Importance to the Oregon wine community:
The Oregon wine industry will benefit by understanding how to manage nitrogen inputs to create desired wines, maintain productivity, and potentially reduce the environmental impact of wine production.
Progress so far:
Plots were established in a Chardonnay vineyard in 2016 and in a Pinot noir vineyard in 2017. Three nitrogen treatments were applied in the vineyard; some vines received soil nitrogen, some received foliar nitrogen, and the control vines received no nitrogen. Two additional nitrogen treatments were imposed in the winery by supplementing musts from unfertilized vines using either an organic or an inorganic nitrogen source.
Chardonnay
Results from the Chardonnay trial showed that soil nitrogen increased vine nitrogen status (based on leaf blade and petiole nitrogen) in every year, but foliar nitrogen use did not.
Soil nitrogen also increased canopy growth and crop yield in Chardonnay in years 2 and 3, but foliar nitrogen did not alter growth or yield. The larger canopies in the soil-fertilized vines caused a slight increase in water stress in years 2 and 3, but only when all the data were pooled for each season.
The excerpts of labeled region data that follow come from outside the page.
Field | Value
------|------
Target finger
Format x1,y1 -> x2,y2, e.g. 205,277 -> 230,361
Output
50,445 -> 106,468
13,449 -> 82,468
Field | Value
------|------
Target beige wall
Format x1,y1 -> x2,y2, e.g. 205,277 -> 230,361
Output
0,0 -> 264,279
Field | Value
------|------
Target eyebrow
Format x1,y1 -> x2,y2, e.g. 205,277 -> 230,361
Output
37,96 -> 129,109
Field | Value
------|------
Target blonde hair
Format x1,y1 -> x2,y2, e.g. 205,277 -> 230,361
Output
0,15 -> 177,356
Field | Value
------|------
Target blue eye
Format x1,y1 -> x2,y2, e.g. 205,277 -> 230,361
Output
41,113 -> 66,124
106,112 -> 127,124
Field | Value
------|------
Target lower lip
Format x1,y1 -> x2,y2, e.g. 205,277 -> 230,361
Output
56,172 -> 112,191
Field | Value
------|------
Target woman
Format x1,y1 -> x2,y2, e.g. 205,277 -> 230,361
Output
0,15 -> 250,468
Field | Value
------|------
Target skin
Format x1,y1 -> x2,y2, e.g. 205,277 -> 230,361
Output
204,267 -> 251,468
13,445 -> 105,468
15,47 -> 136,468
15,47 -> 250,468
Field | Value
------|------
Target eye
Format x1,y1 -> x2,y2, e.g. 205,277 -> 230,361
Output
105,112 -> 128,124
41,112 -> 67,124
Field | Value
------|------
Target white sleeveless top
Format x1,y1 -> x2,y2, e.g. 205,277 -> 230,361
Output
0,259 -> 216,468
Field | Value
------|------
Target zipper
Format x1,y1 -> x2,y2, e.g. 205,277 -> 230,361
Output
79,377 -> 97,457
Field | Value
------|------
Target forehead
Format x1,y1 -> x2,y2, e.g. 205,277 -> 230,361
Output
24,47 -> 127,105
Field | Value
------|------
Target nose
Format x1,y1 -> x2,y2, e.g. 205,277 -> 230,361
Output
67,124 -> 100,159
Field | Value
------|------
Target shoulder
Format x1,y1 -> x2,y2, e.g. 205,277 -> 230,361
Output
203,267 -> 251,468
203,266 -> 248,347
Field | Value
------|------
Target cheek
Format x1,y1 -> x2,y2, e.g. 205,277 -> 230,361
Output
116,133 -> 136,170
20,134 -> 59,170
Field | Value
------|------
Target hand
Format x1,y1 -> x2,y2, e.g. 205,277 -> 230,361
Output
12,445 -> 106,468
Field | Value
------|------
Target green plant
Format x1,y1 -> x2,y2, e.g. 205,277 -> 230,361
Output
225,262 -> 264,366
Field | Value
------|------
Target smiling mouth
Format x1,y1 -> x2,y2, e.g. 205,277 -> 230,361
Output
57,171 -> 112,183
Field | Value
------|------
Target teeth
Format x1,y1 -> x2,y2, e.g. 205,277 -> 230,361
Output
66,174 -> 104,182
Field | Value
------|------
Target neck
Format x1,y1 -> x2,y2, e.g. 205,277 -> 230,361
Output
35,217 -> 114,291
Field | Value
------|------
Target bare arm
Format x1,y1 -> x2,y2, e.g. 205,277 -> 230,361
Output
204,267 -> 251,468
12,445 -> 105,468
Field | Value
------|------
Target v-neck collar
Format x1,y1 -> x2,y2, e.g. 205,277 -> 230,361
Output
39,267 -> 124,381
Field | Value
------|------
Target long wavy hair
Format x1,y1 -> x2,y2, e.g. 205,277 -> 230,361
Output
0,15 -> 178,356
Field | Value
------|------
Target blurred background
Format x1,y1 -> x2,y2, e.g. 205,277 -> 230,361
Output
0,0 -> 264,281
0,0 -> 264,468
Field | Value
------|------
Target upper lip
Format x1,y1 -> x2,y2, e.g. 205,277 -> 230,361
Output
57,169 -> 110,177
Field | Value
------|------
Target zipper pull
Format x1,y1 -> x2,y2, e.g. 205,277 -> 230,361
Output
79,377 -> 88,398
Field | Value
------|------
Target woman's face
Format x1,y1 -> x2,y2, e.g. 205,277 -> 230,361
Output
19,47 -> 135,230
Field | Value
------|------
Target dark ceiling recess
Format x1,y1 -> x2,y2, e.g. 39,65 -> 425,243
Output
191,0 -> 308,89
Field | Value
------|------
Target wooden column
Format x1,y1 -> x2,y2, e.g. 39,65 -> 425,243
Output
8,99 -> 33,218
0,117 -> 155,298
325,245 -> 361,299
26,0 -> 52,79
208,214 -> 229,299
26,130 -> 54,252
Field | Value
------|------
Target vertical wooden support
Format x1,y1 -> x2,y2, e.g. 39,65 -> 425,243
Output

Must yeast assimilable nitrogen (YAN) in Chardonnay was strongly increased by soil nitrogen application, while foliar nitrogen was less effective in boosting YAN. Fermentation rates in Chardonnay across all three years were dictated primarily by must YAN level, with the non-fertilized control treatment significantly slower than all other treatments. The foliar nitrogen musts also fermented slower than the soil nitrogen musts.
Sensory analysis of Chardonnay wines from years 1 and 2 showed that soil nitrogen use had the greatest impact on wine aroma resulting in more tropical and ripe fruit fragrances. In addition, the wines supplemented with the inorganic nitrogen source were characterized as having green or vegetal characters.
Pinot noir
Results in Pinot noir have also shown that soil nitrogen use increased vine nitrogen status and thatfoliar nitrogen applications have not. Yield has not been altered by vineyard nitrogen applications in Pinot noir, although leaf area was greater in vines that received soil nitrogen in year 2.
Even though foliar nitrogen use did not alter leaf and petiole nitrogen status, it was just as effective in boosting must YAN levels as was soil nitrogen application. Both of the vineyard nitrogen treatments fermented slightly faster than all other musts in each year, even though the winery nitrogen additions had similar, high levels of YAN.
The sensory analysis of Pinot noir wines is not as far along as the Chardonnay study. However, early results from the 2017 vintage, and from 2016 wines produced from a different Pinot noir vineyard where this study began, indicate that soil-applied nitrogen has a greater impact on wine aroma than the winery nitrogen additions.
Next steps:
Further work to better characterize how vineyard and winery nitrogen use alters the sensory attributes of wines in both cultivars studied here, as well as the underlying chemistry driving these exciting differences, is ongoing.